British Airways Breach Flies Under U.S. Radar
Potentially breached info: names, email addresses and credit card information.
The globalization of stolen data continues. On Sept. 6, 2018 British Airways announced it had suffered a breach resulting in the theft of personal and payment information of perhaps 380,000 customers.
In news that may have gone virtually unnoticed in the U.S., BA said personal and financial details, but not passport information, of customers making or changing bookings was compromised and apologized for what it says was a sophisticated breach of the firm’s security systems.
“We are 100% committed to compensate them, period,” Alex Cruz, British Airways CEO, told the BBC’s Today program. “We are committed to working with any customer who may have been financially affected by this attack, and we will compensate them for any financial hardship that they may have suffered.”
BA said the breach took place between Aug. 21 and Sept. 5. Potentially affected: names, email addresses, credit card information (number, expiration date and the three-digit card verification codes). BA insists it did not store the CVV numbers, which is prohibited under international standards set out by the PCI Security Standards Council. Security researchers speculated the card details were intercepted, rather than collected from a BA database.
It isn’t obvious how hackers gained access to BA’s website and app, but at least one cybersecurity expert had some suggestions.
A RiskIQ researcher, Yonathan Klijnsma, claimed to have discovered evidence of a skimming script designed to steal financial data from online payment forms. “The same type of attack happened recently when Ticketmaster UK reported a breach, after which RiskIQ found the entire trail of the incident,” Klijnsma noted. The San Francisco-based firm said the code found on the BA site was extremely similar, but appeared modified to fit the airline’s web design.

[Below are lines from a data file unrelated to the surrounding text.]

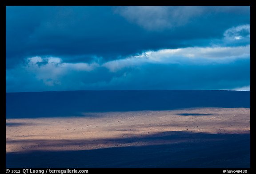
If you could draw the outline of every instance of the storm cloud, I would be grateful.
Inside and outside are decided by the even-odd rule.
[[[6,91],[249,89],[249,7],[6,7]]]

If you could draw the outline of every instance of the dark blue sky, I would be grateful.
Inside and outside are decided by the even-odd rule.
[[[6,91],[250,89],[248,6],[8,6]]]

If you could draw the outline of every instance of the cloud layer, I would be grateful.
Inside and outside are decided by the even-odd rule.
[[[250,10],[7,7],[6,90],[248,89]]]

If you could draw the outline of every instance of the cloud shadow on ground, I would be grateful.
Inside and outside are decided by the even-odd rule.
[[[20,141],[25,142],[25,140]],[[32,141],[36,143],[40,140],[31,140],[30,142]],[[250,167],[249,133],[212,134],[168,131],[137,138],[98,139],[95,142],[88,140],[52,140],[44,142],[44,143],[50,147],[68,147],[104,142],[110,144],[117,143],[122,144],[136,141],[146,143],[147,145],[82,151],[37,151],[26,153],[7,153],[6,167],[227,168]]]
[[[76,91],[6,93],[6,118],[78,116],[84,112],[250,108],[250,91]]]

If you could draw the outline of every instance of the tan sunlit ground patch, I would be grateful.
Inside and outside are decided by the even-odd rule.
[[[197,140],[161,138],[180,131],[249,133],[250,113],[250,108],[203,108],[7,119],[6,151],[88,150]],[[160,138],[150,139],[156,135]]]

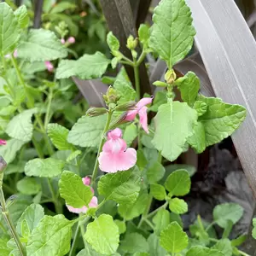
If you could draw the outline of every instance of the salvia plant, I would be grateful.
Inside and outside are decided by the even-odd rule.
[[[231,135],[246,109],[201,95],[192,72],[176,75],[195,34],[184,0],[162,0],[153,21],[129,37],[132,59],[110,32],[111,60],[100,52],[65,60],[75,38],[63,24],[56,34],[28,30],[25,6],[0,3],[1,256],[247,255],[239,249],[245,235],[229,239],[243,209],[218,205],[212,223],[197,216],[183,229],[194,172],[164,167],[189,147],[201,153]],[[154,97],[140,98],[138,67],[150,53],[168,69]],[[118,65],[134,69],[135,86],[120,68],[104,79],[105,108],[83,115],[70,78],[99,79]]]

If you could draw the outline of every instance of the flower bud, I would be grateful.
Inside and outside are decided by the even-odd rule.
[[[104,114],[108,112],[105,108],[90,108],[87,112],[86,115],[88,116],[98,116]]]

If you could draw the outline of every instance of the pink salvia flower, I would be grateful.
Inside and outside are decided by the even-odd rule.
[[[76,42],[76,39],[75,39],[74,37],[70,37],[70,38],[67,38],[67,42],[69,44],[74,44]]]
[[[0,139],[0,145],[6,145],[6,141]]]
[[[128,148],[121,138],[122,131],[116,128],[108,133],[108,141],[99,156],[100,169],[105,172],[126,171],[135,166],[137,152]]]
[[[54,66],[50,61],[44,61],[44,65],[49,72],[53,72]]]
[[[136,118],[136,115],[138,114],[140,117],[140,123],[144,131],[148,134],[148,115],[146,105],[151,104],[153,101],[153,97],[150,98],[143,98],[141,99],[135,106],[135,109],[130,110],[127,112],[126,117],[125,120],[126,121],[133,121]]]

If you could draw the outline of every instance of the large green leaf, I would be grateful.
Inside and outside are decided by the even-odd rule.
[[[119,247],[119,227],[112,216],[102,214],[87,225],[84,237],[97,253],[109,255],[114,253]]]
[[[110,61],[102,54],[84,55],[77,61],[63,60],[56,71],[56,78],[68,79],[77,76],[81,79],[99,79],[106,72]]]
[[[72,172],[64,171],[59,182],[60,194],[66,203],[75,208],[81,208],[92,199],[92,192],[89,186],[85,186],[82,178]]]
[[[37,112],[37,108],[25,110],[15,116],[8,124],[6,133],[17,140],[25,143],[29,142],[32,137],[33,125],[32,117]]]
[[[108,173],[98,183],[98,192],[119,204],[132,204],[140,192],[140,177],[137,169]]]
[[[169,253],[179,253],[187,247],[189,238],[180,225],[175,221],[160,233],[160,245]]]
[[[67,49],[53,32],[32,29],[27,40],[19,45],[18,55],[30,61],[45,61],[65,58]]]
[[[195,28],[184,0],[162,0],[154,10],[149,46],[171,68],[189,52]]]
[[[6,3],[0,3],[0,52],[2,55],[12,53],[20,39],[18,20]]]
[[[63,256],[69,252],[73,223],[63,215],[44,216],[28,239],[29,256]]]
[[[196,122],[196,111],[185,102],[169,100],[159,108],[154,118],[155,133],[152,143],[170,161],[183,151]]]
[[[27,176],[52,177],[61,173],[64,162],[53,158],[33,159],[25,166],[25,173]]]
[[[83,116],[69,131],[68,143],[80,147],[97,147],[106,124],[106,114]]]

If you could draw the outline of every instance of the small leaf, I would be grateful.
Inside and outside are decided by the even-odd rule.
[[[93,196],[90,186],[85,186],[82,178],[71,172],[62,172],[59,187],[66,203],[75,208],[88,207]]]
[[[83,116],[72,127],[67,142],[80,147],[98,147],[106,124],[106,114]]]
[[[29,160],[25,166],[27,176],[52,177],[61,173],[64,162],[53,158],[36,158]]]
[[[108,173],[98,183],[98,192],[108,200],[113,200],[119,204],[132,204],[140,191],[140,177],[137,169],[116,173]]]
[[[25,110],[15,116],[8,124],[6,133],[17,140],[29,142],[32,139],[33,131],[31,119],[35,113],[37,113],[37,108],[32,108]]]
[[[169,253],[179,253],[187,247],[189,238],[180,225],[172,222],[161,231],[160,243]]]
[[[56,78],[61,79],[77,76],[81,79],[99,79],[106,72],[109,64],[110,60],[101,52],[94,55],[85,54],[77,61],[61,61],[56,71]]]
[[[166,183],[166,189],[176,196],[185,195],[190,190],[191,181],[186,170],[177,170],[172,172]]]
[[[30,61],[46,61],[67,55],[65,48],[55,34],[49,30],[31,29],[26,42],[18,47],[19,58]]]
[[[53,144],[59,150],[69,150],[72,148],[67,139],[69,130],[58,124],[49,124],[47,133]]]
[[[119,247],[119,228],[112,216],[102,214],[87,225],[84,238],[97,253],[109,255]]]
[[[193,45],[195,28],[184,0],[162,0],[154,10],[149,46],[171,68]]]
[[[40,191],[41,185],[34,177],[26,177],[18,181],[17,189],[24,195],[36,195]]]
[[[184,214],[188,212],[188,204],[183,199],[171,199],[169,207],[172,212],[177,214]]]
[[[151,184],[150,195],[156,200],[163,201],[166,197],[166,189],[160,184]]]
[[[222,228],[225,228],[228,221],[231,220],[236,224],[243,214],[243,208],[235,203],[218,205],[213,209],[213,219]]]
[[[44,216],[28,239],[30,256],[62,256],[69,252],[73,222],[63,215]]]
[[[152,143],[170,161],[183,153],[187,138],[196,122],[195,110],[187,103],[169,102],[159,108],[154,118],[155,133]]]

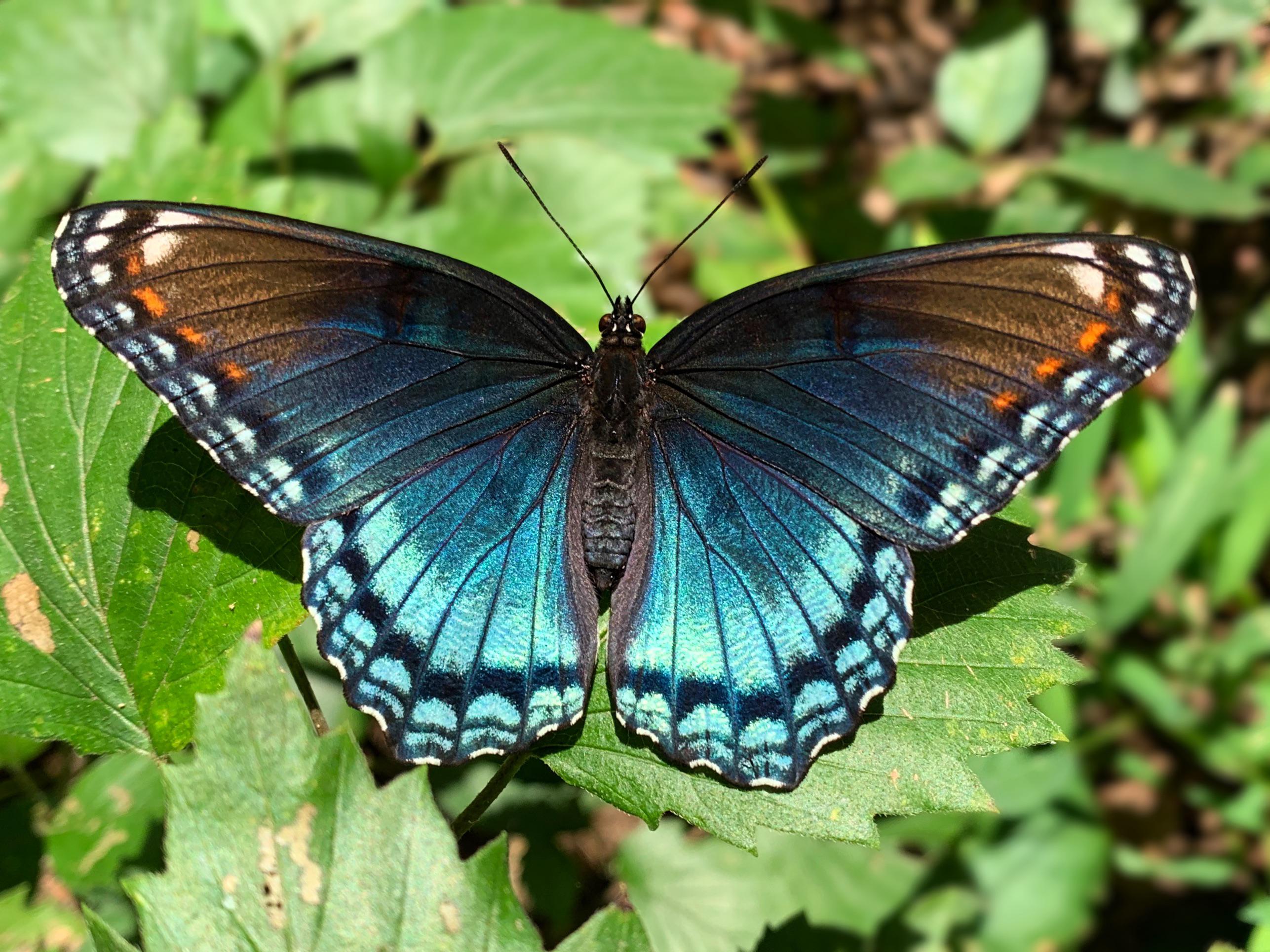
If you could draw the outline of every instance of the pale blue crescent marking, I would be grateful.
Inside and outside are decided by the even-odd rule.
[[[582,717],[597,604],[566,531],[577,430],[566,404],[306,532],[323,654],[401,759],[505,753]]]

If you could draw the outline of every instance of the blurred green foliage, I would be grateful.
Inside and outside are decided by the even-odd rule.
[[[1021,739],[1066,735],[1071,743],[973,757],[972,776],[952,758],[1005,743],[977,749],[950,737],[952,763],[941,776],[963,770],[960,805],[983,805],[991,795],[996,812],[884,819],[876,849],[772,833],[762,817],[702,801],[691,781],[658,786],[655,774],[643,793],[660,798],[622,805],[646,820],[664,807],[690,817],[696,810],[700,826],[720,835],[671,819],[643,829],[531,762],[461,840],[465,856],[475,853],[471,859],[460,863],[447,843],[434,868],[410,872],[394,852],[400,842],[382,830],[382,842],[375,840],[366,825],[382,825],[385,805],[410,790],[418,810],[403,814],[392,831],[414,824],[424,839],[446,842],[427,803],[428,783],[452,816],[493,767],[436,769],[428,778],[417,772],[368,793],[351,745],[342,753],[334,740],[288,748],[281,729],[272,754],[254,762],[260,773],[251,796],[259,802],[241,797],[225,809],[255,823],[268,803],[284,801],[269,819],[283,830],[300,823],[305,796],[334,800],[363,791],[352,797],[357,803],[345,828],[363,831],[345,835],[394,857],[384,863],[384,890],[395,905],[384,908],[406,909],[406,886],[455,890],[437,899],[433,918],[417,928],[456,947],[471,908],[465,904],[490,910],[489,934],[500,937],[493,947],[540,947],[519,900],[549,946],[564,939],[560,947],[574,949],[624,942],[659,951],[1182,951],[1224,941],[1270,952],[1270,6],[1264,0],[970,0],[894,10],[812,0],[594,6],[0,4],[6,320],[37,312],[18,306],[23,296],[43,296],[39,307],[47,310],[39,314],[55,314],[56,298],[39,277],[42,259],[14,282],[32,254],[46,254],[47,245],[32,253],[32,244],[47,239],[65,208],[154,198],[254,207],[452,254],[522,284],[591,333],[602,302],[593,278],[493,151],[495,138],[514,142],[554,212],[621,292],[634,291],[729,176],[758,152],[771,154],[751,192],[654,283],[650,336],[704,300],[813,260],[1024,231],[1091,227],[1161,237],[1196,263],[1200,320],[1161,373],[1082,433],[1017,510],[1035,524],[1038,545],[1083,566],[1060,611],[1095,623],[1080,635],[1074,626],[1064,630],[1062,645],[1088,677],[1039,696],[1040,713],[1026,715],[1036,730]],[[208,539],[204,556],[231,548],[226,539],[240,523],[253,526],[253,537],[265,539],[269,551],[292,542],[268,542],[277,529],[253,522],[257,510],[240,505],[179,430],[147,415],[147,395],[136,381],[124,382],[122,368],[103,363],[105,376],[98,378],[95,344],[72,341],[33,319],[5,329],[13,348],[0,355],[0,368],[9,368],[0,391],[6,419],[20,430],[0,439],[38,442],[90,420],[109,435],[100,442],[102,462],[83,468],[18,472],[6,449],[0,505],[13,494],[10,513],[28,490],[126,510],[110,529],[121,551],[128,526],[197,527]],[[65,359],[56,355],[64,345]],[[17,353],[41,353],[50,366],[69,367],[67,393],[76,400],[42,393],[42,372],[27,367],[23,376],[6,363]],[[13,415],[20,407],[28,413]],[[123,487],[142,446],[156,475],[151,496],[144,496],[149,505],[135,505]],[[164,476],[173,471],[198,475],[175,499]],[[79,538],[81,523],[91,523],[88,503],[83,513],[69,508],[52,515],[47,541],[39,542],[48,548],[42,570],[50,580],[41,566],[24,570],[66,607],[71,627],[85,637],[84,666],[72,673],[93,685],[84,703],[97,720],[91,729],[80,725],[79,734],[57,734],[71,736],[80,753],[64,743],[0,736],[0,948],[128,948],[137,939],[138,911],[149,923],[147,946],[199,946],[180,929],[204,914],[232,919],[235,889],[221,876],[199,881],[189,863],[217,850],[251,853],[259,844],[217,840],[199,829],[199,817],[212,815],[199,800],[211,796],[212,781],[201,788],[173,778],[241,776],[254,748],[230,732],[226,712],[234,704],[254,704],[278,724],[302,717],[268,687],[272,669],[259,659],[240,659],[230,693],[203,703],[211,713],[197,725],[193,683],[204,691],[221,684],[227,646],[257,614],[279,630],[295,621],[288,616],[295,567],[279,562],[277,574],[257,584],[230,571],[241,565],[232,560],[244,557],[235,550],[224,571],[197,575],[198,539],[187,539],[183,529],[170,552],[132,552],[132,574],[118,575],[118,564],[90,557],[93,545]],[[977,562],[989,562],[983,533],[993,526],[968,539],[960,557],[978,552]],[[38,523],[28,528],[22,545],[39,537]],[[0,542],[0,567],[8,567],[18,543],[8,536]],[[259,564],[250,553],[245,561]],[[952,557],[947,570],[956,565]],[[67,566],[65,578],[60,566]],[[239,593],[207,599],[201,630],[213,632],[216,644],[202,645],[217,664],[208,668],[187,649],[175,660],[193,679],[188,693],[165,698],[146,687],[147,671],[169,660],[182,630],[173,618],[138,623],[136,660],[110,658],[114,642],[94,633],[91,611],[76,607],[75,571],[88,567],[102,572],[94,588],[104,603],[113,592],[108,570],[130,581],[147,572],[142,594],[165,584],[196,594]],[[926,575],[936,579],[939,571],[936,564]],[[974,578],[977,592],[989,588],[991,578]],[[230,614],[245,604],[235,585],[254,588],[254,614]],[[918,623],[923,608],[933,616],[937,607],[921,605]],[[1024,614],[1044,642],[1057,625],[1039,623],[1040,611],[1030,604]],[[982,635],[986,644],[1001,637],[991,617],[964,625],[954,637]],[[53,633],[61,637],[62,630]],[[928,636],[928,644],[939,637],[947,632]],[[297,641],[328,716],[363,737],[376,778],[387,781],[396,768],[364,718],[339,701],[311,630],[301,628]],[[921,647],[918,641],[911,651]],[[102,658],[91,658],[94,651]],[[17,669],[8,655],[0,665],[0,678],[8,677],[0,721],[14,734],[30,734],[19,726],[39,716],[39,702],[13,687]],[[1048,680],[1029,689],[1002,682],[992,697],[975,694],[973,671],[950,677],[946,689],[974,703],[1025,707],[1030,689],[1072,674],[1064,659],[1049,663]],[[902,683],[897,697],[903,689]],[[69,680],[67,691],[79,688]],[[110,691],[121,692],[119,702]],[[122,703],[123,713],[108,713],[99,703],[104,697]],[[274,702],[279,707],[269,707]],[[602,730],[599,718],[589,720]],[[870,727],[880,739],[904,725]],[[206,743],[193,755],[178,750],[174,765],[161,768],[165,787],[144,754],[81,757],[180,748],[204,730]],[[260,750],[268,743],[262,737]],[[931,750],[937,753],[933,744]],[[594,750],[552,757],[561,774],[618,798],[621,791],[610,788],[621,781],[621,768],[617,781],[606,779]],[[337,762],[343,773],[330,765]],[[323,770],[331,774],[324,783],[311,781],[325,777]],[[872,835],[875,810],[908,812],[900,809],[899,779],[884,776],[869,788],[872,798],[856,803],[862,820],[852,836]],[[295,787],[310,781],[310,788]],[[895,802],[879,798],[893,781]],[[958,803],[946,797],[923,805]],[[768,819],[779,815],[773,807]],[[720,816],[733,825],[718,823]],[[841,816],[808,810],[799,829],[814,831],[813,820],[829,826]],[[334,842],[338,830],[319,833]],[[505,840],[485,845],[504,833]],[[298,833],[288,835],[277,853],[290,873],[304,863],[291,852]],[[208,842],[189,845],[199,836]],[[757,849],[757,857],[733,843]],[[511,857],[511,881],[503,856]],[[251,853],[245,862],[264,858]],[[155,877],[163,868],[168,872]],[[138,873],[146,878],[133,878]],[[145,885],[126,894],[122,881]],[[287,890],[302,891],[302,882],[288,881]],[[311,911],[298,892],[286,895],[300,911]],[[367,897],[348,894],[342,901],[345,922],[376,911],[358,906]],[[612,910],[589,918],[613,901],[634,906],[638,918]],[[173,924],[178,911],[189,920]],[[215,938],[201,947],[239,947],[249,938],[262,947],[283,933],[271,933],[265,918],[243,933],[210,934]],[[312,944],[307,932],[284,934],[292,947]]]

“This attack is a simple but highly targeted approach compared to what we’ve seen in the past with the Magecart skimmer which grabbed forms indiscriminately. This particular skimmer is very much attuned to how British Airway’s payment page is set up, which tells us that the attackers carefully considered how to target this site instead of blindly injecting the regular Magecart skimmer,” Klijnsma wrote. He added, the infrastructure used purposely targeted scripts that would blend in with normal payment processing to avoid detection
“As this is a criminal investigation, we are unable to comment on speculation,” said BA in a statement.
Under GDPR, fines can be up to 4% of annual global revenue. BA’s total revenue in 2017 was about $16 billion, so that could be a potential maximum of $635 million.
Paul Bischoff, privacy advocate at the U.K.-based Comparitech.com, said, “With British Airway’s disclosure of hackers carrying out a malicious attack on its website and mobile app and Air Canada suffering a similar fate just last week, there’s nothing like a fresh wave of data breaches to drive home the importance of the security of customer data.”
Bischoff noted it is somewhat encouraging the admission the BA attack did not compromise travel or passport details, but still noted the effect on BA’s share prices, which have dropped 4% since the disclosure.
Pravin Kothari, CEO of the San Jose, Calif.-based CipherCloud, added, “Since the U.S. has enacted breach notification laws, businesses and consumers have been made acutely aware of the risks and brand damage that result from a cyberattack, but very little has been reported from Europe. Now, thanks to GDPR, more European breaches will be made public. It’s taken this kind of regulation to force awareness about the critical need to invest in security to protect your data.”
Timothy Bedard, director of product marketing, TID Solutions, Chicago-based OneSpan, held, “As the British Airways breach details become publicly known, this is yet another reminder of reality we live in today. It is not a question of ‘if we get breached’, it is a question of ‘when we will be breached.’ But, while British Airways manages the negative publicly and potential GDPR fines, the real victims in this scenario are the British Airways customers.”
Bedard warned once fraudsters have personal information, they will be able to access financial accounts, open new accounts in stolen ID’s name, make fraudulent purchases, or sell their personal information to other fraudsters on the dark web.